22 juillet 2006

Kenneth Lay, R.I.P.

Yvan Allaire | Les Affaires

L’homme rêvait de terminer sa carrière comme secrétaire au Trésor (le ministre des Finances aux États-Unis) dans l’administration de son bon ami George W. Bush. Sa carrière de dirigeant d’entreprise se terminerait en janvier 2001, au moment où le nouveau président arriverait à la Maison Blanche.

Riche, encensé par les médias, mécène, bienfaiteur, connecté au grand monde de la politique et des arts, Lay s’était préparé pour le dernier acte de sa carrière à Washington.
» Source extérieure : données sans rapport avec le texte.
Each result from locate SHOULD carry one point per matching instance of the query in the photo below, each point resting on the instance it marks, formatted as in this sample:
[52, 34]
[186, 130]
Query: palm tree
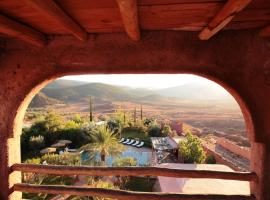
[105, 143]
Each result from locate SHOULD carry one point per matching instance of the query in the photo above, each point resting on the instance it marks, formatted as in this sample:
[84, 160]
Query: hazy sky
[151, 81]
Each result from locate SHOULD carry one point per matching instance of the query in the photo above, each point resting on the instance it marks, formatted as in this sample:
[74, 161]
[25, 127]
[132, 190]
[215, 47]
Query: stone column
[9, 154]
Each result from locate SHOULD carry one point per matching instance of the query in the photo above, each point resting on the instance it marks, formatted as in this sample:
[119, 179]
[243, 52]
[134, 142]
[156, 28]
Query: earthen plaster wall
[239, 61]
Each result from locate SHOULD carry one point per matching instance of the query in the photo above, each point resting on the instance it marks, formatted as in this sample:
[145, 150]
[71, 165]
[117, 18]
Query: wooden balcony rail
[121, 194]
[133, 171]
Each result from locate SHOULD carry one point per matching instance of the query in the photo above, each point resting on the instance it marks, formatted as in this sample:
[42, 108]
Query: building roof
[202, 186]
[34, 20]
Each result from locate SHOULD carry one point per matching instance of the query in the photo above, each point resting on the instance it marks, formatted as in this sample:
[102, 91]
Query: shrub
[210, 160]
[148, 121]
[36, 142]
[191, 150]
[154, 131]
[122, 162]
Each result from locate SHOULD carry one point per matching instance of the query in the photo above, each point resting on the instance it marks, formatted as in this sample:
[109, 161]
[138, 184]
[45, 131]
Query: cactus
[135, 116]
[90, 109]
[141, 113]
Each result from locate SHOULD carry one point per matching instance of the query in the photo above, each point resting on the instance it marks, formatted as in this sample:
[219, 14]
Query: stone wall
[238, 61]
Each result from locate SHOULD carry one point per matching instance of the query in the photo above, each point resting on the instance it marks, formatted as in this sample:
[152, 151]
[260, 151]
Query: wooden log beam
[133, 171]
[121, 194]
[18, 30]
[223, 17]
[129, 13]
[51, 9]
[265, 32]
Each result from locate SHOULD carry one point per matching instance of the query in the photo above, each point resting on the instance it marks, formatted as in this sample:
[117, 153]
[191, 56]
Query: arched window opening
[173, 121]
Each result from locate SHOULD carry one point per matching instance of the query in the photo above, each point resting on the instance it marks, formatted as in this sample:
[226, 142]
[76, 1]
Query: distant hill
[195, 91]
[73, 91]
[62, 83]
[41, 100]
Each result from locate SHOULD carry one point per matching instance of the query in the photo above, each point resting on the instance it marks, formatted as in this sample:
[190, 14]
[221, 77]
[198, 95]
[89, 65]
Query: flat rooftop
[202, 186]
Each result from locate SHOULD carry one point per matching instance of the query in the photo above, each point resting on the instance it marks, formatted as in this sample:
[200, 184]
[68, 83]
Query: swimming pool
[142, 157]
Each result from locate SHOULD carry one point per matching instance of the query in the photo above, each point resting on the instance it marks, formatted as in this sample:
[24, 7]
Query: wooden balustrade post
[9, 154]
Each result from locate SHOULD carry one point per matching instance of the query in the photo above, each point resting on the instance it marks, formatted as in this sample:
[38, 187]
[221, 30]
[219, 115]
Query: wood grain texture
[122, 194]
[223, 17]
[103, 16]
[52, 10]
[133, 171]
[129, 13]
[15, 29]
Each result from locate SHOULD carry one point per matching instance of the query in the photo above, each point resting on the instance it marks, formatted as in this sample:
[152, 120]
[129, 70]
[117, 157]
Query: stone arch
[18, 120]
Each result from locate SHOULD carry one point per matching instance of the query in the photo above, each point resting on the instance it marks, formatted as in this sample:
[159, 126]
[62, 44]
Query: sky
[150, 81]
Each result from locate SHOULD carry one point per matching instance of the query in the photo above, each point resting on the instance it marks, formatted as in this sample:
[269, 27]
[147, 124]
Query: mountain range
[69, 91]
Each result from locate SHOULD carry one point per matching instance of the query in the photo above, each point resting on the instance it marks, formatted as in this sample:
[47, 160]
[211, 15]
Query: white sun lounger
[122, 140]
[140, 145]
[136, 143]
[128, 140]
[131, 141]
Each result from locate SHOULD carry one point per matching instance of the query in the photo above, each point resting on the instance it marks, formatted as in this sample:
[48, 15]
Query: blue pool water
[142, 158]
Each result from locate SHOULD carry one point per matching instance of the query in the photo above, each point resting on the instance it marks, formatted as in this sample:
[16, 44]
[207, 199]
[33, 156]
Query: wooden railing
[128, 171]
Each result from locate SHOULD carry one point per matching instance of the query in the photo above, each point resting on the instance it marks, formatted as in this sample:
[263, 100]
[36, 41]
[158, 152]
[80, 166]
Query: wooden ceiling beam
[129, 13]
[18, 30]
[224, 16]
[265, 32]
[51, 9]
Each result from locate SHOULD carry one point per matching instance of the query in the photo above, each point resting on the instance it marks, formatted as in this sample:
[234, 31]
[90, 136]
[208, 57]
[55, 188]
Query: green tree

Il avait fait d’Enron une entreprise admirée par son audace et son sens de l’innovation. En fait, la contribution de Lay fut de laisser toute latitude, toute marge de manœuvre, à de «brillants» jeunes hommes comme Skilling et Fastow. Skilling, le président et chef de l’exploitation de 1997 à 2001 (alors qu’il devint chef de la direction), avait une «vision» complexe, audacieuse, ultimement hasardeuse, du développement de l’entreprise. Pour la réaliser, il avait besoin du concours d’un «ingénieur» en montages financiers, le chef de la direction financière Andrew Fastow.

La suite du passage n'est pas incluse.